Aku pun langsung mandi air hangat dan meminum vitamin untuk menjaga kebugaran tubuh sebelum tidur.
Aku sendiri baik baik saja saat ini, beruntung Rizal datang di saat yang tepat. Jika tidak, mungkin sekarang aku masih berada di halte yang dingin. Namun bagaimana dengan keadaan Rizal saat ini? seingatku tadi Rizal pulang dengan tidak memakai jaket.
…
RIZAL
HAACHUUU!
Dimana sapu tanganku? Semenjak pulang dari mengantar Vivi, aku tidak bisa berhenti bersin. Karena tadi aku terburu buru, aku jadi lupa untuk meminta Vivi mengembalikan jaketku, alhasil diriku terpaksa mengendarai motorku menembus udara malam yang dingin sehabis hujan lebat.
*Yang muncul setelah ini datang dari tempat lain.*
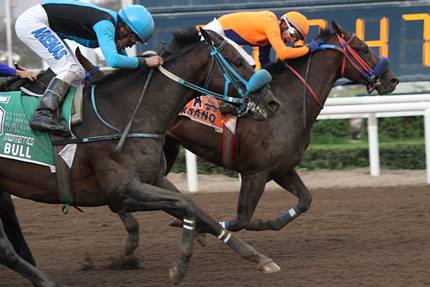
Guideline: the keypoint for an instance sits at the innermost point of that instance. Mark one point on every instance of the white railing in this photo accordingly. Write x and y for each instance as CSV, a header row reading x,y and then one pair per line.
x,y
370,107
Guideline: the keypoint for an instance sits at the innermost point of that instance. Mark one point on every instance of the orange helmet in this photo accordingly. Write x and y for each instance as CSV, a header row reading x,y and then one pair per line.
x,y
298,21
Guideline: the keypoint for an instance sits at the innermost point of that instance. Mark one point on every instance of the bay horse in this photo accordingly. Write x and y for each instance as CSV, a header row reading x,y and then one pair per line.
x,y
272,149
133,179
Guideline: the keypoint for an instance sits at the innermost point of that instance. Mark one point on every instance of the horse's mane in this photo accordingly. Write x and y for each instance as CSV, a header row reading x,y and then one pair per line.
x,y
279,66
179,41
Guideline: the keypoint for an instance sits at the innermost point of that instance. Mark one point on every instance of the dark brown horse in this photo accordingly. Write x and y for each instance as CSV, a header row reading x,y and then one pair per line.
x,y
133,179
272,149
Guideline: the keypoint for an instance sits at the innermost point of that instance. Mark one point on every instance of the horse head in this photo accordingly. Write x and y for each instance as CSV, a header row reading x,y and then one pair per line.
x,y
361,64
229,72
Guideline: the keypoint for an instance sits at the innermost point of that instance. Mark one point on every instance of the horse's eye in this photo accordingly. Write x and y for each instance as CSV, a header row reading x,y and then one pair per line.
x,y
238,63
366,50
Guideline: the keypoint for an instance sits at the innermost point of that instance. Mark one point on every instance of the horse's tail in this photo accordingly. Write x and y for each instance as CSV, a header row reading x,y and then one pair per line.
x,y
12,227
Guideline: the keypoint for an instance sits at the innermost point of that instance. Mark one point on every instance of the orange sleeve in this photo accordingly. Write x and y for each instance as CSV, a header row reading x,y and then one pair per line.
x,y
273,33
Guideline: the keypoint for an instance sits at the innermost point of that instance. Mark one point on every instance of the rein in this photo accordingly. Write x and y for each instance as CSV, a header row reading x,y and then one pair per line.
x,y
369,74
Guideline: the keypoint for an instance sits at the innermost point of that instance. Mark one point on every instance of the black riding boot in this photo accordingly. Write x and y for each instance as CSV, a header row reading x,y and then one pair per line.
x,y
47,116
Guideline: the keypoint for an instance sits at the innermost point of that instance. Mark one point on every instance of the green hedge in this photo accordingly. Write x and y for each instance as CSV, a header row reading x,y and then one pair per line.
x,y
400,155
395,155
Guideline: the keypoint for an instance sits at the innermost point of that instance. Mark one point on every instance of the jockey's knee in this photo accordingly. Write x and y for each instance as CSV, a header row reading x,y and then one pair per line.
x,y
74,76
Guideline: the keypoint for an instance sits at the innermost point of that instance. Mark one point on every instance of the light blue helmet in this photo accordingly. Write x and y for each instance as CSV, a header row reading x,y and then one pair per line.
x,y
139,20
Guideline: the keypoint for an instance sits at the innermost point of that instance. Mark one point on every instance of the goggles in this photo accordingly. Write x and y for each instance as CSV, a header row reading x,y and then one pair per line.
x,y
292,32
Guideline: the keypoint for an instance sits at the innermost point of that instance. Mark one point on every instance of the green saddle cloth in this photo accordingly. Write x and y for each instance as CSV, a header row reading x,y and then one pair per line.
x,y
17,140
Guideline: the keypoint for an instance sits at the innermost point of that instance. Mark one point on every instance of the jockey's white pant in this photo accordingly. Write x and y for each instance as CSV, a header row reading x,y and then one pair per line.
x,y
216,26
32,27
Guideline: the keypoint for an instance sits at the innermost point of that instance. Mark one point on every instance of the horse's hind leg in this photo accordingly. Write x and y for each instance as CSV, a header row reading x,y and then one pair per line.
x,y
206,223
293,183
12,227
11,259
144,197
251,189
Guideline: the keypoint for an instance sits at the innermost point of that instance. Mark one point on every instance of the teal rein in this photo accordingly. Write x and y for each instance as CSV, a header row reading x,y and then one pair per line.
x,y
107,124
230,76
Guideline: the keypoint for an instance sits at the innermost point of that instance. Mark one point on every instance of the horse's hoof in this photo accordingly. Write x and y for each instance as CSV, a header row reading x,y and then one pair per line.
x,y
269,266
175,275
131,244
130,262
176,223
201,238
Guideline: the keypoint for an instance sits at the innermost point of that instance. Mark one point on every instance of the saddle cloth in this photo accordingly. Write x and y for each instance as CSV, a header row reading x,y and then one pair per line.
x,y
17,140
205,110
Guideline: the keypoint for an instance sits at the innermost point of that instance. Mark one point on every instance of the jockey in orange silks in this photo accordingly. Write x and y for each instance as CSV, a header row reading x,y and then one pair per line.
x,y
264,30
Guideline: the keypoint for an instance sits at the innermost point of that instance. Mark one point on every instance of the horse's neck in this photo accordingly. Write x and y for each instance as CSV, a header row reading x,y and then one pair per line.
x,y
322,76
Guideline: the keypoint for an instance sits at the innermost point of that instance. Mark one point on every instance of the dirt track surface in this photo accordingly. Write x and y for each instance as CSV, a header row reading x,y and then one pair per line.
x,y
374,237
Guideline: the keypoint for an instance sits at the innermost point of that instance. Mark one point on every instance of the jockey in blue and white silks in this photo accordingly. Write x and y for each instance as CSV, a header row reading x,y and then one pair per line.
x,y
44,27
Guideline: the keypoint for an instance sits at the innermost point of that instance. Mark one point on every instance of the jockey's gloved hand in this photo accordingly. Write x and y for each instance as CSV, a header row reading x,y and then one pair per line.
x,y
315,45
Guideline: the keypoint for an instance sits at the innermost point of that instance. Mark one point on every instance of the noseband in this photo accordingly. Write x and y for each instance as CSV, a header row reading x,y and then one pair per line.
x,y
371,75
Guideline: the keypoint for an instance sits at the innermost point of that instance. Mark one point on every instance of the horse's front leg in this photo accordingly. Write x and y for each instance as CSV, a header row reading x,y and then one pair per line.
x,y
11,259
251,189
293,183
132,227
205,223
12,227
140,196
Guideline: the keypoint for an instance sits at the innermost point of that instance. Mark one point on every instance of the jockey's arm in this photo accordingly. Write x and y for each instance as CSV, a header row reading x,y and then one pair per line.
x,y
273,34
264,55
6,71
105,32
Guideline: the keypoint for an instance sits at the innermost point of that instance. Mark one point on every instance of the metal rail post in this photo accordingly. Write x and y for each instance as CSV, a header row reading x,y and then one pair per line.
x,y
8,23
373,145
191,162
427,141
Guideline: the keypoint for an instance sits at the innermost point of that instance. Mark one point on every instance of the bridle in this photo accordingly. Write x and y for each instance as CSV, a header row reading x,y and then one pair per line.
x,y
231,77
370,75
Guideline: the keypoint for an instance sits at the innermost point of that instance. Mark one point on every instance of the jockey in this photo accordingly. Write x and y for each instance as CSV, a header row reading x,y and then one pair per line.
x,y
262,29
43,28
6,71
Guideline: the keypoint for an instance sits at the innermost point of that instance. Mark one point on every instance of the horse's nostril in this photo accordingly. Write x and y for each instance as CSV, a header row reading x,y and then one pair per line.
x,y
394,82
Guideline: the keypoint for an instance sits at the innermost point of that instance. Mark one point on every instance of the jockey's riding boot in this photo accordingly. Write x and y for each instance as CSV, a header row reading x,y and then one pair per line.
x,y
47,116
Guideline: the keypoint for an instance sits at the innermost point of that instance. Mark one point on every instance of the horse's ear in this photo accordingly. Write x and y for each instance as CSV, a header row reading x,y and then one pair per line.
x,y
205,36
338,29
79,55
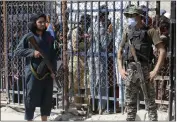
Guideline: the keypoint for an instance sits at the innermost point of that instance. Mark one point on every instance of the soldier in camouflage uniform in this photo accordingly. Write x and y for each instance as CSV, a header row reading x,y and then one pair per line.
x,y
142,38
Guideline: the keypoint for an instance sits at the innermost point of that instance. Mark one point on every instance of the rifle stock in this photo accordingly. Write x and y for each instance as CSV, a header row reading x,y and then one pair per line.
x,y
44,56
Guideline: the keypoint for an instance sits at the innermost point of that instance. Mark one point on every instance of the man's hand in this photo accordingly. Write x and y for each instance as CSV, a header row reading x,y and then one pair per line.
x,y
37,54
152,75
110,29
123,73
52,76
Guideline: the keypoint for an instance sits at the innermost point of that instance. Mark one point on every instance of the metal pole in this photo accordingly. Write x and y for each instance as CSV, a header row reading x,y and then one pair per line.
x,y
157,13
172,56
5,50
65,64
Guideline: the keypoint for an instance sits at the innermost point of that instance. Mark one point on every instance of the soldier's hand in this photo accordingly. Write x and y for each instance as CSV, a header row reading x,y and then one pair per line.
x,y
37,54
152,75
123,73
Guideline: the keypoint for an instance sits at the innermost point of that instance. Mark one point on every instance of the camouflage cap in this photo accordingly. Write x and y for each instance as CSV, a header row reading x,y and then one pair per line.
x,y
132,9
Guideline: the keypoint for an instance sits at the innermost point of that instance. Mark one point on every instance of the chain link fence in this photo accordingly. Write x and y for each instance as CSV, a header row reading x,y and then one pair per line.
x,y
93,74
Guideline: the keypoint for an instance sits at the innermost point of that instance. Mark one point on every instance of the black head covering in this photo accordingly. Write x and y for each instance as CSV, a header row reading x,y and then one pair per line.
x,y
33,19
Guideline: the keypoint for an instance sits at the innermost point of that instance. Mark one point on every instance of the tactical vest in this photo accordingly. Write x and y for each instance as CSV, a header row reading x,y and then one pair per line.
x,y
142,43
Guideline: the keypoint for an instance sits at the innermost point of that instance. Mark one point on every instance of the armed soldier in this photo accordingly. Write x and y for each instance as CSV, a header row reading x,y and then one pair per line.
x,y
137,44
37,47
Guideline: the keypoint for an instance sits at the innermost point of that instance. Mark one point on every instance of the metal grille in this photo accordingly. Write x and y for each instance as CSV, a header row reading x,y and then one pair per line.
x,y
89,63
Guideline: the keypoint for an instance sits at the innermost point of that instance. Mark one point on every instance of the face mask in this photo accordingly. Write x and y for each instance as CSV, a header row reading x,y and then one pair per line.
x,y
132,22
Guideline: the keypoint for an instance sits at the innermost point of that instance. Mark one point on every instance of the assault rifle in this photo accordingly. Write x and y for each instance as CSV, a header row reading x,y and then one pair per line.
x,y
140,73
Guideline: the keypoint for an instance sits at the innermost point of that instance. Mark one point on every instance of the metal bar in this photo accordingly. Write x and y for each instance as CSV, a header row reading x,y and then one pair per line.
x,y
114,68
121,31
6,49
85,46
63,93
92,62
12,52
172,58
65,64
23,60
157,12
78,64
100,97
107,79
109,10
71,56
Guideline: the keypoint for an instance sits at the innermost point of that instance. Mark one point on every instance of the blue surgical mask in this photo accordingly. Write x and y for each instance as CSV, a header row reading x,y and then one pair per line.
x,y
132,22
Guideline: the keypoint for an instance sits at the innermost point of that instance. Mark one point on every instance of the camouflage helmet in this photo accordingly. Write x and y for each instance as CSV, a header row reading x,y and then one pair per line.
x,y
132,9
85,18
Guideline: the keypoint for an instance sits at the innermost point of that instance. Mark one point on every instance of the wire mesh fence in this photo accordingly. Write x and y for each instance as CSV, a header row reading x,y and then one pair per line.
x,y
91,49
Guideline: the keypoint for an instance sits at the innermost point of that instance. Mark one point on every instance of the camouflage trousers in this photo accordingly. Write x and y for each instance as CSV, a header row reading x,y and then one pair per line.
x,y
132,86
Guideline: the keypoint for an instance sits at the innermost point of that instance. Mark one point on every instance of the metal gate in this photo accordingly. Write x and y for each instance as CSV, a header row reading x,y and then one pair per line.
x,y
89,70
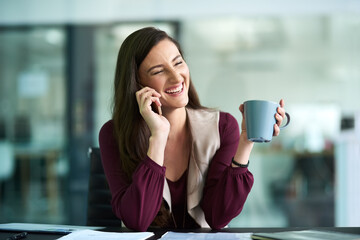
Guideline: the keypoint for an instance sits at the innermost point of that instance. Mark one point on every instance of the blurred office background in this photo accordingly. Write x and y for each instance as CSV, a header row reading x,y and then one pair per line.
x,y
57,61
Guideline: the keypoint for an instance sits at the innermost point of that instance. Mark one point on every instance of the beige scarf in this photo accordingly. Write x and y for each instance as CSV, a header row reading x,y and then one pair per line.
x,y
204,127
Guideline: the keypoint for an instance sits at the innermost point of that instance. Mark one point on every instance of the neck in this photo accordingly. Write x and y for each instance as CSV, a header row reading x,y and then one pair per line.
x,y
177,119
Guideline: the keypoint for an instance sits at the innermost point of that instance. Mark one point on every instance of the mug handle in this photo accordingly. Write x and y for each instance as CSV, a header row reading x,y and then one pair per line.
x,y
287,122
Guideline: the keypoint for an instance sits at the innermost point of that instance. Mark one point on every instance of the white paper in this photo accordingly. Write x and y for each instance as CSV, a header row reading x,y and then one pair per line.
x,y
206,236
96,235
36,227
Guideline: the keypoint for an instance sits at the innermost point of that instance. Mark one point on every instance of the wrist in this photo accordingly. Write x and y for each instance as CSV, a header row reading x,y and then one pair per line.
x,y
157,149
244,149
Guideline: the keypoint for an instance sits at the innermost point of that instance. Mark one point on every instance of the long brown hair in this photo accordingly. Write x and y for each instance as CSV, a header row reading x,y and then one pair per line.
x,y
131,132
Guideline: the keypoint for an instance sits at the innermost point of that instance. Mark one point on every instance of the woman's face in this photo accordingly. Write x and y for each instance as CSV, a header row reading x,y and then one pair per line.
x,y
166,72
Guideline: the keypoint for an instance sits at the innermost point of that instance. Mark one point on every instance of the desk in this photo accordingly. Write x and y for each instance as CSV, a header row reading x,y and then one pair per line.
x,y
160,232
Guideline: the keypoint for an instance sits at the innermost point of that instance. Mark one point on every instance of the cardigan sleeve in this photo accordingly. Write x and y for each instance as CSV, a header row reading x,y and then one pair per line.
x,y
138,202
226,188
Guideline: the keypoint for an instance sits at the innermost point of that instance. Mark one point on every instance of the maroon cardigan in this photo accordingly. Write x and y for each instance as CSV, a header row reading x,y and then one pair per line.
x,y
226,188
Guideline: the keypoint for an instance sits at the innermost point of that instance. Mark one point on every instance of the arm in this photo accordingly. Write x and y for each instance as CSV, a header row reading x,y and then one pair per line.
x,y
136,204
226,187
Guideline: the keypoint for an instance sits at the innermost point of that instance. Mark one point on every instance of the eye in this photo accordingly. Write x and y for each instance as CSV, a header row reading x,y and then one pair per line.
x,y
157,72
178,63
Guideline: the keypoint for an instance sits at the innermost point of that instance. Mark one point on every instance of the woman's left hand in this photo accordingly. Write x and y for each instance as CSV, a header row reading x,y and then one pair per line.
x,y
279,116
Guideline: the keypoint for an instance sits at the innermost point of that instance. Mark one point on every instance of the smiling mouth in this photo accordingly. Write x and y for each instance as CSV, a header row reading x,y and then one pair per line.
x,y
176,90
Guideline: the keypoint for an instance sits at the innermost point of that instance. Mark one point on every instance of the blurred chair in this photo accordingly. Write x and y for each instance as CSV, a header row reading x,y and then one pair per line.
x,y
99,210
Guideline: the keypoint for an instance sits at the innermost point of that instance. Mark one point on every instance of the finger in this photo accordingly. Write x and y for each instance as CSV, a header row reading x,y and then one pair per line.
x,y
282,103
279,119
276,130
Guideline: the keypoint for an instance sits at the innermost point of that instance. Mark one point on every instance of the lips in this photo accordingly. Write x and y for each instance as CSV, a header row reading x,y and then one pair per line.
x,y
175,90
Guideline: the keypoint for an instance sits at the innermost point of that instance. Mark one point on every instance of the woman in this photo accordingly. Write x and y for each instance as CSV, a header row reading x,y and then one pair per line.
x,y
169,161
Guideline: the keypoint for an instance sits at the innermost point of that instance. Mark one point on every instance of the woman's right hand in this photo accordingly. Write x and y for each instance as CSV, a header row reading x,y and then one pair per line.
x,y
159,125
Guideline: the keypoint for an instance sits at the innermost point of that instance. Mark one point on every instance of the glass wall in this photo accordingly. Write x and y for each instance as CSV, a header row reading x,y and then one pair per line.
x,y
32,126
312,62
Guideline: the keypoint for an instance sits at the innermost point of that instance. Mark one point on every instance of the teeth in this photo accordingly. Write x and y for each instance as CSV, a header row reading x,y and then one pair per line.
x,y
175,90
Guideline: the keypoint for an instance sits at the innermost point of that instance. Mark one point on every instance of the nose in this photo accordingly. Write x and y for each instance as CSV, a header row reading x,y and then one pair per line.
x,y
175,76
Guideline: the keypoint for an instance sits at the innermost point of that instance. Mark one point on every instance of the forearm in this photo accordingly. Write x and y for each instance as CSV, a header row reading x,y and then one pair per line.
x,y
243,151
138,205
156,149
225,201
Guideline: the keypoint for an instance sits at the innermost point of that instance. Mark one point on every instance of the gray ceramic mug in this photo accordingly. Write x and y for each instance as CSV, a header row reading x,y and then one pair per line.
x,y
260,120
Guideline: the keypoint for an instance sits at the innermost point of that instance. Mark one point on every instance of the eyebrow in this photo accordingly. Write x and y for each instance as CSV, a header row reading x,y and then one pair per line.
x,y
160,65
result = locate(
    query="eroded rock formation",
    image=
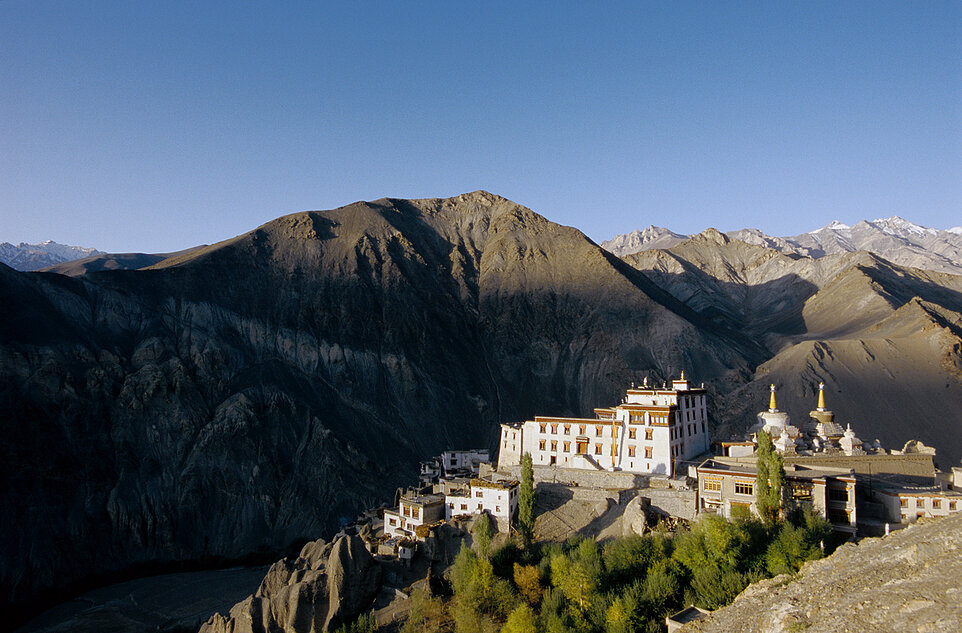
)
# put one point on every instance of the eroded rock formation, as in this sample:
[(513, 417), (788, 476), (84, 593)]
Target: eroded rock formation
[(327, 585)]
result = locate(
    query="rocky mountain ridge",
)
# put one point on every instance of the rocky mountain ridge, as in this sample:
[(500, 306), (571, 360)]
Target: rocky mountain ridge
[(36, 256), (246, 396), (897, 240)]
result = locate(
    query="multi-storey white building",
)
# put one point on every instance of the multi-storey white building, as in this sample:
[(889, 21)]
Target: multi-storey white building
[(412, 511), (649, 432), (497, 498)]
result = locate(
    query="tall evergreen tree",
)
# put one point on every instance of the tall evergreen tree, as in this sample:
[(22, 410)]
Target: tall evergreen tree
[(771, 479), (526, 499)]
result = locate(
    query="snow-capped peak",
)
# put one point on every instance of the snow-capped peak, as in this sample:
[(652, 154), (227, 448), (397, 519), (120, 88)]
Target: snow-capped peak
[(899, 227), (834, 225)]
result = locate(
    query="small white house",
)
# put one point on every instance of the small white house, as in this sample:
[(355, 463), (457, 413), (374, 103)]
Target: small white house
[(499, 499), (413, 510)]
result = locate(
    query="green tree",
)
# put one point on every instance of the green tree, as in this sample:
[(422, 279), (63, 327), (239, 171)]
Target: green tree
[(526, 499), (771, 479), (426, 614), (482, 533), (577, 574), (521, 620), (528, 581)]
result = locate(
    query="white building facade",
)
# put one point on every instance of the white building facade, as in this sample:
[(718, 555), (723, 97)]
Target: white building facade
[(498, 499), (411, 512), (650, 432)]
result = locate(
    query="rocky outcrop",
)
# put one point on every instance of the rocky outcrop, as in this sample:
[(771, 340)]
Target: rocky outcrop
[(327, 585), (910, 580), (248, 396)]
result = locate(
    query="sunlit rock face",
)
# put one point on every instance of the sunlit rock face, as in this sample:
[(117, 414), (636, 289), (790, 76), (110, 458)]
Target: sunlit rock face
[(252, 394), (247, 396)]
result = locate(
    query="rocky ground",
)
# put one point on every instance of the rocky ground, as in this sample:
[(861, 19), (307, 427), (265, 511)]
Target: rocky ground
[(157, 604), (910, 580)]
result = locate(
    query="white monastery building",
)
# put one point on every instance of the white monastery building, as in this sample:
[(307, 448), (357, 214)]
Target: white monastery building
[(499, 499), (649, 433)]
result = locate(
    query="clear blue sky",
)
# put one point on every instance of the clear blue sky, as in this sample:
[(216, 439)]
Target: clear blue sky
[(157, 125)]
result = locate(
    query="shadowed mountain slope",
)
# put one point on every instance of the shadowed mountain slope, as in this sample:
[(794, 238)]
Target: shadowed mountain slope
[(246, 396), (111, 261), (886, 340)]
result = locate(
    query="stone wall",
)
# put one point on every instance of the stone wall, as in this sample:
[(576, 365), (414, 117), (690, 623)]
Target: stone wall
[(572, 477)]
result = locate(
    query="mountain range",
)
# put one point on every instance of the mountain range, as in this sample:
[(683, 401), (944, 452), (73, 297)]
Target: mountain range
[(897, 240), (248, 396), (36, 256)]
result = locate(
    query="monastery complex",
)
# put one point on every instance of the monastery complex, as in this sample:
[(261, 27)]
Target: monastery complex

“Nih kak..diminum teh anget buatan adek, biar cepet sembuh,” Fadil memberiku secangkir teh.
Aku masih menggigil kedinginan disaat meminum teh buatan Fadhil di ruang tamu. “WUEHH, manis banget Dil..,” Aku terkejut karena teh buatan Fadhil manis sekali, “Nih, buat kamu aja Dil.., kakak mau langsung tidur aja dah capek, nanti kalo kamu mau tidur jangan lupa matiin lampu ya,” Ujarku kepada Fadhil sebelum aku naik ke kamarku.
Saat aku berada di kamarku, aku kembali mendapat surat misterius, surat itu tergeletak di atas kasurku. “Halahhh, surat beginian lagi..siapa sih yang naro beginian diatas kasur! masa Pak Gus yang ngasih ini? kan kamar Gue di lantai dua, masa iya dia lempar?” Gerutuku.
Entah kenapa surat surat seperti ini terus berdatangan belakangan ini.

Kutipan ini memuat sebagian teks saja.